The interrogator transformed the cable into a hypersensitive distributed acoustic sensor. As it pulsed lasers into the cable, the lasers hit infinitesimal impurities in the fibers and backscattered. When acoustic waves from whale songs lightly pushed on the cable, the interrogator sensed that the backscatter changed ever so slightly, revealing a signal.
Vocalizations from the Deep
The fiber-optic eavesdropping may have wide-ranging applications. One advantage of fiber optics over traditional ocean acoustics, for example, is its instantaneous nature. Signals travel along the cable at the speed of light, and if algorithms interpret the data swiftly, scientists could obtain a real-time understanding of whale whereabouts. (Hydrophones, in contrast, can’t transmit data remotely while underwater; sending acoustics data through radio waves simply consumes too much power.)
Scientists worry that climate change is altering whale migration, and real-time monitoring could help determine the extent. The data could also help gauge the health of whale populations. Fin whales and other baleen species have been recovering since international whaling ceased in 1982, but because whales’ species range is vast, researchers struggle to grasp the success of their recovery.
“This technology, I think, can change our way of seeing the ocean,” said lead author Léa Bouffaut, who completed the work at the Norwegian University of Science and Technology. Bouffaut published the research in Frontiers in Marine Science.
In addition to tracking whale movement and migration, the fiber-optic network could contribute to whale conservation. “Ship strikes are a conservation concern for many whale species, especially in areas where major shipping lanes crisscross migration routes or critical habitats for feeding and breeding,” said Holger Klinck, the director of the K. Lisa Yang Center for Conservation Bioacoustics at the Cornell Lab of Ornithology. Although Klinck was not involved in the present study, Bouffaut now also conducts research at the K. Lisa Yang Center.
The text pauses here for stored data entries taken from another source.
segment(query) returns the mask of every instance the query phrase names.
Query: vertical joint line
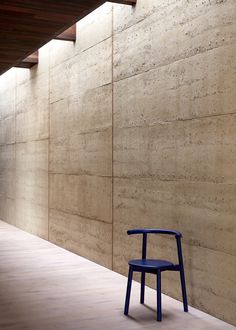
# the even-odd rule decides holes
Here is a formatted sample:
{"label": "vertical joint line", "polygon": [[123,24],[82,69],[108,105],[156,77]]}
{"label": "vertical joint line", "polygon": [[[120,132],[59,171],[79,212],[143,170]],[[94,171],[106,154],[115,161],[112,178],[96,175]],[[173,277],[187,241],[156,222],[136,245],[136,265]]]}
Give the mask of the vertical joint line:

“This information could be relayed to vessels operating in the area, requesting them to slow down to reduce the risk of striking a whale,” said Klinck.
The Potential of Fiber Optics
Although the study was successful in the coastal North Atlantic, researchers say we won’t be able to listen to whales in the middle of the ocean just yet. Repeaters spaced along fiber-optic cables strengthen telecommunication signals but also block the lasers from the interrogators. For now, the machine can sense signals only from the shore to the first repeater, often about 50 to 70 kilometers offshore.
And as with any new technique, the fiber-optic eavesdropping must be tested alongside existing methods, said Klinck.
Bouffaut received funding from the Research Centre for Arctic Petroleum Exploration of Norway. One application of the technology could include harnessing whale calls to seismically map the seabed for resources, she said.
The scientists also observed far-distant weather, a phenomenon first proved possible by oceanographer Walter Munk in 1963. “We were able to see storms that occurred in the South Atlantic 13,000 kilometers away on the low-frequency part of the data, and we could determine the distance to the storm,” said Martin Landrø, an author of the study and a geophysicist at the Norwegian University of Science and Technology. “We detected at least four or five different large storms that occurred, and we could go back to the meteorological data and identify them by name.”